Which brings me back to the whole point of the article. The peg is that a special “summit on the future of UFOlogy” will be held at the University of Worcester on 17 November. Organised by the Association for the Scientific Study of Anomalous Phenomena (ASSAP), a panel of speakers will ask if there is anything to be gained from rehashing the same old cases over and over and if not, whether the subject really is in terminal decline. So it is dead? Most seasoned observers will agree the numbers of significant and evidential UFO events have declined in the past decade as the debate has become increasingly focussed upon the twin myths of “saucer crashes” and alien abductions. As the obsession with abductions has died away, we have seen the resurrection of tired old sacred cows such as Roswell and the new Roswell (Rendlesham), both endlessly revived and re-revived for new audiences.
Meanwhile the closure of many long-standing UFO magazines and groups that once provided a platform for discussions on a range of alternatives to the ETH has reduced the subject’s internal pluralism. In its place, whole UFO communities have migrated online where discourse has grown increasingly polarised and extreme. UFOlogists have always been obsessed with government cover-ups but the influence of conspiracy theories and the arrival of Exopolitics have taken these ideas into more extreme and alarming directions.
One beacon of light is the venerable British UFO Research Association (BUFORA) which held its 50th anniversary conference in London in September. According to founder member Lionel Beer it was “standing room only” at the association’s first conference in 1962, when the subject was fresh and exciting. Membership may have dwindled since then but according to blogger Andrew May most of the British UFOlogists who attended were less single-mindedly fixated on the extra-terrestrial hypothesis than their American counterparts. Officially, BUFORA styles its approach as “scientifically factual” and lectures included references to “political, cultural and social influences” on UFO reporting. Investigations chief Heather Dixon pointed out that 95% of the 500-plus sightings received each year have rational explanations. But in a perceptive feature, BBC journalist Jon Kelly noted that scientific UFOlogy was its own worst enemy as the rank and file membership don’t want to hear about misperceptions and IFOs: “Questions from the floor tend to concern whether they think a spacecraft landed at Rendlesham Forest or if the American government is covering something up at Area 51.”

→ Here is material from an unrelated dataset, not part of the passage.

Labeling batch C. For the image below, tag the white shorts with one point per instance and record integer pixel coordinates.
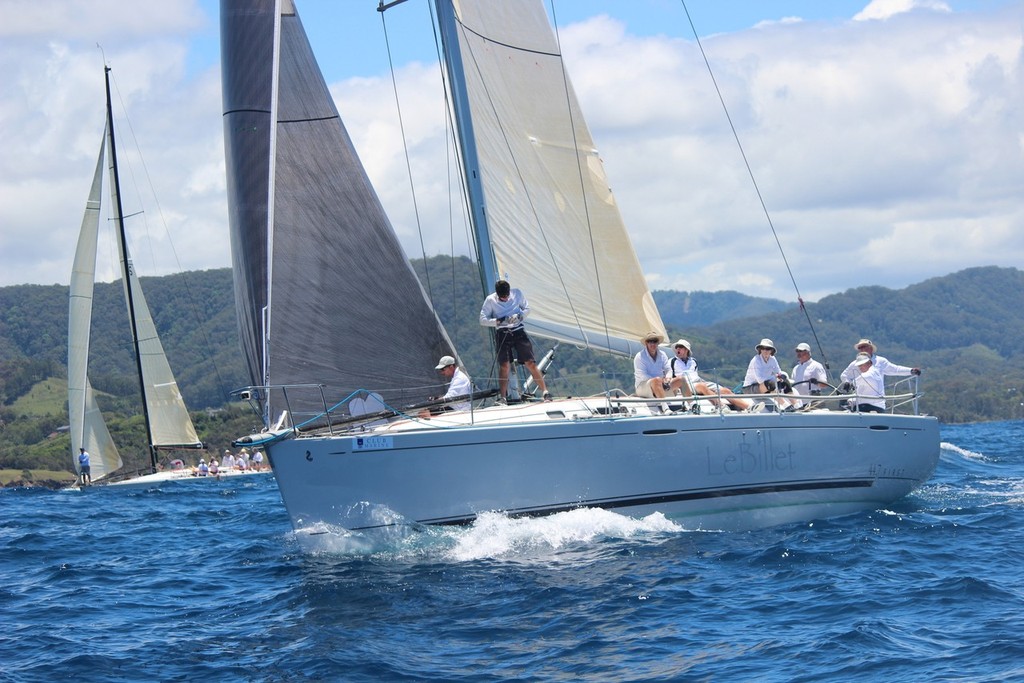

Is UFOlogy dead or alive? I predict ASSAP may be posing the same question in 2022 but as far I’m concerned the subject remains interesting as an example of living myth. The question ‘do aliens exist’ is actually nothing to do with ‘do UFOs exist’. Of course UFOs exist, in that people see unidentified things in the sky. Their stories and interpretations of what they have seen remain interesting for a whole series of reasons, none of which have any bearing on the existence of extraterrestrials. The bottom line is that UFOs = aliens is a dead end.

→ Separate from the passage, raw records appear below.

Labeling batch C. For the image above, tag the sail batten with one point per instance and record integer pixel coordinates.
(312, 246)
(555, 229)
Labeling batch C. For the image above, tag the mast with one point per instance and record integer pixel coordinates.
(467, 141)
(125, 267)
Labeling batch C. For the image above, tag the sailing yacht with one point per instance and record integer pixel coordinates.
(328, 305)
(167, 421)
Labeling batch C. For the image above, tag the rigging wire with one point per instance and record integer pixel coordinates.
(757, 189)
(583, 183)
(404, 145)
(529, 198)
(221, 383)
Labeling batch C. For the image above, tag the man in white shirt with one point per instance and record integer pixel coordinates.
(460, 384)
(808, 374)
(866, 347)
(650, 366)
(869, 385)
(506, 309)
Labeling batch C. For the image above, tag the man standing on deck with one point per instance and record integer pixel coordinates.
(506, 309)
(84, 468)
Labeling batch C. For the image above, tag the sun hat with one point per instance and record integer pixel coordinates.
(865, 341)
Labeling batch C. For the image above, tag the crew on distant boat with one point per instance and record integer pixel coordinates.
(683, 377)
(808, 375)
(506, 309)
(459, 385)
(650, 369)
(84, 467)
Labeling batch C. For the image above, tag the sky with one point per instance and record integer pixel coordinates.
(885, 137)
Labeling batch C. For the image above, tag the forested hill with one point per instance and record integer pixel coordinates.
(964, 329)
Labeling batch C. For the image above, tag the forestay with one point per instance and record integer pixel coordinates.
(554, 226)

Postcript: The Sun published a by-lined version of my argument under the headline ‘Closed Encounters: Is it time to admit aliens don’t exist’ on 7 November. Ironically, the standfirst introducing my article says, “…here National Archive UFO expert argues why he has concluded aliens are little more than a myth.” The implication being that myth = false. My argument is actually far more nuanced. UFOs are a modern myth but a myth is simply an explanatory system of belief to which people turn to explain phenomena they don’t understand. Journalists habitually equate myth with falsity, but that’s not the original meaning of the word. I think that may have been lost somewhere in translation!

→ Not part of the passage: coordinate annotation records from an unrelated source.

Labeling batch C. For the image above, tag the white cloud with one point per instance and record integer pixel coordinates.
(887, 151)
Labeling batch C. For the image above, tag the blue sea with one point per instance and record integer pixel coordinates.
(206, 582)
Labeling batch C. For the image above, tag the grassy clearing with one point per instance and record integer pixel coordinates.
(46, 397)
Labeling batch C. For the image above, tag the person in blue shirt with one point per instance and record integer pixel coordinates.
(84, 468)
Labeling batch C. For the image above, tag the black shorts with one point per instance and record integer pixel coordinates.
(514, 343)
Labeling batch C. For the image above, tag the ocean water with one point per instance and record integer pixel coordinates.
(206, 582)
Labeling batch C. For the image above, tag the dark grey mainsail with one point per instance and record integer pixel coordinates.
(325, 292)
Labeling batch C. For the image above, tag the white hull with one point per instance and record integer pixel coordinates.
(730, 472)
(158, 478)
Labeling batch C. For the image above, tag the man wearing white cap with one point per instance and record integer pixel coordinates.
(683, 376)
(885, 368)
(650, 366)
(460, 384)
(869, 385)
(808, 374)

A far better exploration of the issues raised by the conference, quoting Dave Wood of ASSAP, Jenny Randles and myself, was published by The Huffington Post on 14 November. The comments received by journalist Lee Speigel following publication are worth reading. They reflect the central position the UFO myth plays in the lives and belief systems of many people. The mere suggestion that interest in UFOlogy may be in decline has been interpreted – wrongly – as an attack on an article of faith. The comments simply validate my opinion that the UFOlogy is a religion not a science.